Important Reminders to Laboratories to Avoid Errors:

  • If you bill laboratory services to Medicare, you must obtain the treating physician’s signed order (or progress note to support intent to order) and documentation to support medical necessity for the ordered service(s).
    • Medical Necessity MUST include treating physician’s note stating why tests are to be done along with ICD10.
    • These records may be housed at another location (for example, a nursing facility, hospital, or referring physician office).

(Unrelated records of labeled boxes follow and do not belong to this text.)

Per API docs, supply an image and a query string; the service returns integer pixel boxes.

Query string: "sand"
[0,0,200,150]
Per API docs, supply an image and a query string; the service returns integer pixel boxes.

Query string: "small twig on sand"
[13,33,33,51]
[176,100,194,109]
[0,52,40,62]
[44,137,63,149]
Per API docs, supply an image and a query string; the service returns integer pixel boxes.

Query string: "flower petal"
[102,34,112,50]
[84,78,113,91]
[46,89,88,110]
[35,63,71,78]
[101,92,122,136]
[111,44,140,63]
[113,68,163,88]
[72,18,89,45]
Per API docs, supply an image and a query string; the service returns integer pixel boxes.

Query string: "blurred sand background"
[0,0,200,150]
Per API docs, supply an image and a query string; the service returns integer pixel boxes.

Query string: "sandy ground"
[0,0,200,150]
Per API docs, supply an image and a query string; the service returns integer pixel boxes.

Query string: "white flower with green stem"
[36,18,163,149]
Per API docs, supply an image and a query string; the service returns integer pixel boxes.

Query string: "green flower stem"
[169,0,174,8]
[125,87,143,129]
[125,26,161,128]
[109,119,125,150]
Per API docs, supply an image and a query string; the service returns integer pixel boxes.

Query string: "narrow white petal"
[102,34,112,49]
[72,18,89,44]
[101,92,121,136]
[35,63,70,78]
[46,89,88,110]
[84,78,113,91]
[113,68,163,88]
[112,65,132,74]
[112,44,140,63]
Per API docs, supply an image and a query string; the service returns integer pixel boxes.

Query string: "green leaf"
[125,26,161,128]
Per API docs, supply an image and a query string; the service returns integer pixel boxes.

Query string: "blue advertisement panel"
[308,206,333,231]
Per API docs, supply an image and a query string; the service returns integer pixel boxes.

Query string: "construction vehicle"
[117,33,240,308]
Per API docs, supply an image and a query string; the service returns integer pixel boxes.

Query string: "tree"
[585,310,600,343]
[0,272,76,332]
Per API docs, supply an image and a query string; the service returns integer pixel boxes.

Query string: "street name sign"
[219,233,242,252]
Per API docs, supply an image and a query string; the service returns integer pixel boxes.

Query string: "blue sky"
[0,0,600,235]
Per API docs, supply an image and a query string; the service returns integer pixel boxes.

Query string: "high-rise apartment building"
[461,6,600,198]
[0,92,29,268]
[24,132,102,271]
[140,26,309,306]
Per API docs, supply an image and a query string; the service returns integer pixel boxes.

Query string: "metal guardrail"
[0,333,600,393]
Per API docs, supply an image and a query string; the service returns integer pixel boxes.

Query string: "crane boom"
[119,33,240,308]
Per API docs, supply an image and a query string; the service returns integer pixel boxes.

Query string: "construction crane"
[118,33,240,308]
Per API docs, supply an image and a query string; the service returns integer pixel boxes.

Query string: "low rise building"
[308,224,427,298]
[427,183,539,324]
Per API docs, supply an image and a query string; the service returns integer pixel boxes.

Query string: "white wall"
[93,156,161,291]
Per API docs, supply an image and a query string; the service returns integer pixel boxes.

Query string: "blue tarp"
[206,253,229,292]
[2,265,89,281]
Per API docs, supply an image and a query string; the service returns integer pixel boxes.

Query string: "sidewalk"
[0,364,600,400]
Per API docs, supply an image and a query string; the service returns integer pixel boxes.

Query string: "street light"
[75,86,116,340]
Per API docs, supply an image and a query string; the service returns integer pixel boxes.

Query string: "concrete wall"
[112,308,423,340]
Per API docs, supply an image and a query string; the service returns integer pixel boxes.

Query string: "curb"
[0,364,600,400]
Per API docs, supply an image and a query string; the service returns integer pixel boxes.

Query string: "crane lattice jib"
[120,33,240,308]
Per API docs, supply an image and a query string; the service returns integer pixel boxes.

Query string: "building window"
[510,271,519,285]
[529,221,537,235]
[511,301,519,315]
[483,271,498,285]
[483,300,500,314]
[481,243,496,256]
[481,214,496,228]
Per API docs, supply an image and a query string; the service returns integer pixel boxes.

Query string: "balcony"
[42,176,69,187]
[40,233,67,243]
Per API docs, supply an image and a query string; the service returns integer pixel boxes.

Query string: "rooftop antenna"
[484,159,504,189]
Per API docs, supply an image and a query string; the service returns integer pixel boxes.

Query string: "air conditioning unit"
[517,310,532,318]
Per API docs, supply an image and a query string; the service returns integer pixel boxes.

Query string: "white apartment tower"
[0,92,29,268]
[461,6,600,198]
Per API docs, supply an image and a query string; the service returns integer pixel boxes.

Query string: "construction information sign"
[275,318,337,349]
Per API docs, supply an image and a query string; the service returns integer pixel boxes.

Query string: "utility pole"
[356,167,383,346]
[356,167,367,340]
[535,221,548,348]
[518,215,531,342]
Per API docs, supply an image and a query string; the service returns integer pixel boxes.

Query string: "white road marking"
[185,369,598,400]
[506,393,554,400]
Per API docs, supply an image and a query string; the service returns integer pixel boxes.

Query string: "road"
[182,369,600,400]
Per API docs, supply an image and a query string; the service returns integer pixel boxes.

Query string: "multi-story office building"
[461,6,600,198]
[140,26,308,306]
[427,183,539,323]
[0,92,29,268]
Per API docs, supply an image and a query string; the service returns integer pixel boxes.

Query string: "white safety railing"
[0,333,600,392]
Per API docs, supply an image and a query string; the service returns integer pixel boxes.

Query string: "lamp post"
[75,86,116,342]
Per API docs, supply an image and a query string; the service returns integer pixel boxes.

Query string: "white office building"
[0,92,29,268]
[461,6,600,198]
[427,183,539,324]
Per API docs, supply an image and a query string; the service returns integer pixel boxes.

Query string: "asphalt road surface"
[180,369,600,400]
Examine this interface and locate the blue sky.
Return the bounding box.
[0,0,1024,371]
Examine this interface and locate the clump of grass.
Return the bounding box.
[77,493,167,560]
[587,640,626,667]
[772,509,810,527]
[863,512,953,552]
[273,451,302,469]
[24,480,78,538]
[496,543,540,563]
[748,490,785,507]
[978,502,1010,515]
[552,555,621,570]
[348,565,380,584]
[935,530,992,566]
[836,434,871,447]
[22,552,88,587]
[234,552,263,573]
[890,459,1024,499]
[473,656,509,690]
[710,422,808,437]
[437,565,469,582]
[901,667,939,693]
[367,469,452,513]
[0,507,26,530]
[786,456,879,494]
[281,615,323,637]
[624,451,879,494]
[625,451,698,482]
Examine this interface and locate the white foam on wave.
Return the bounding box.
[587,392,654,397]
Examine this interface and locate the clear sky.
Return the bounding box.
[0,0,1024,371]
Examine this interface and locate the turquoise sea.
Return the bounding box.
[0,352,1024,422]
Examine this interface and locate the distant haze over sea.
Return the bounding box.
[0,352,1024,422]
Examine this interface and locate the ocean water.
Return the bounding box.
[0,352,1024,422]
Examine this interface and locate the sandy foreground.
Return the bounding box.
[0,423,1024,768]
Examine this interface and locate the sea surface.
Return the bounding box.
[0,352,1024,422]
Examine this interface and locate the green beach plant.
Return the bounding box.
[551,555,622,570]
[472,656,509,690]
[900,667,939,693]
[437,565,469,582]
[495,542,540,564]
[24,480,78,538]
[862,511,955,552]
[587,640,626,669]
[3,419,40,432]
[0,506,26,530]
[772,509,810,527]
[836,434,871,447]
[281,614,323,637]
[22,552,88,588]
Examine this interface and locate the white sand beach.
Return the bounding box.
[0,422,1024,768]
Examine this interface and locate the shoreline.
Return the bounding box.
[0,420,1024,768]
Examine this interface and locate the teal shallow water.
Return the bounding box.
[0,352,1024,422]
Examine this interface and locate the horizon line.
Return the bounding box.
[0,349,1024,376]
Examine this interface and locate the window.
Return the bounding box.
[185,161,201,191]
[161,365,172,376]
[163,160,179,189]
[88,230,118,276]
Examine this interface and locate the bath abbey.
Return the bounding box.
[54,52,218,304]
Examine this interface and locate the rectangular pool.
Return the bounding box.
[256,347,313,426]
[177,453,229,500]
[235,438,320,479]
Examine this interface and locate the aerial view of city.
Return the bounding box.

Important Reminders to Providers to Avoid Errors

  • Providers who order diagnostic services for Medicare patients must also maintain documentation of the order/intent to order and medical necessity of the service(s) in the patient’s medical record.
    • Keep this information available and submit it, along with the test results, upon request for a Medicare claim review.
    • Documentation in the patient’s medical record must support the medical necessity for ordering the service(s) per Medicare regulations and applicable Local Coverage Determinations (LCDs). Submit these medical records in response to a request for medical records,
    • When completing progress notes, the physician should clearly indicate all tests to be performed (for example, “run labs” or “check blood” by itself does not support intent to order).

Important Signature Reminders:

CMS guidelines for using an electronic signature are:

  • Systems and software products must include protections against modification, and you should apply administrative safeguards that correspond to standards and laws
  • The individual whose name is on the alternate signature method and the provider bear the responsibility for the authenticity of the information being attested to
  • Physicians are encouraged to check with their attorneys and malpractice insurers in regard to the use of alternative signature methods
  • Part B providers must use a qualified electronic prescribing (e-prescribing) system
  • Prescriptions for drugs incident to Durable Medical Equipment (DME) must be made via a qualified e-prescribing system

Unsigned physician orders or unsigned requisitions alone do not support physician intent to order.

  • Attestation statements are not acceptable for unsigned physician orders/requisitions.
  • If the signature is missing on a progress note, which supports intent, the ordering physician must complete an attestation statement and submit it with the response

One avenue to protect the Medicare Trustfund from Fraud and Abuse is cooperation among ordering/referring providers and facilities that perform diagnostic tests and is crucial to reducing errors and avoiding claim denials.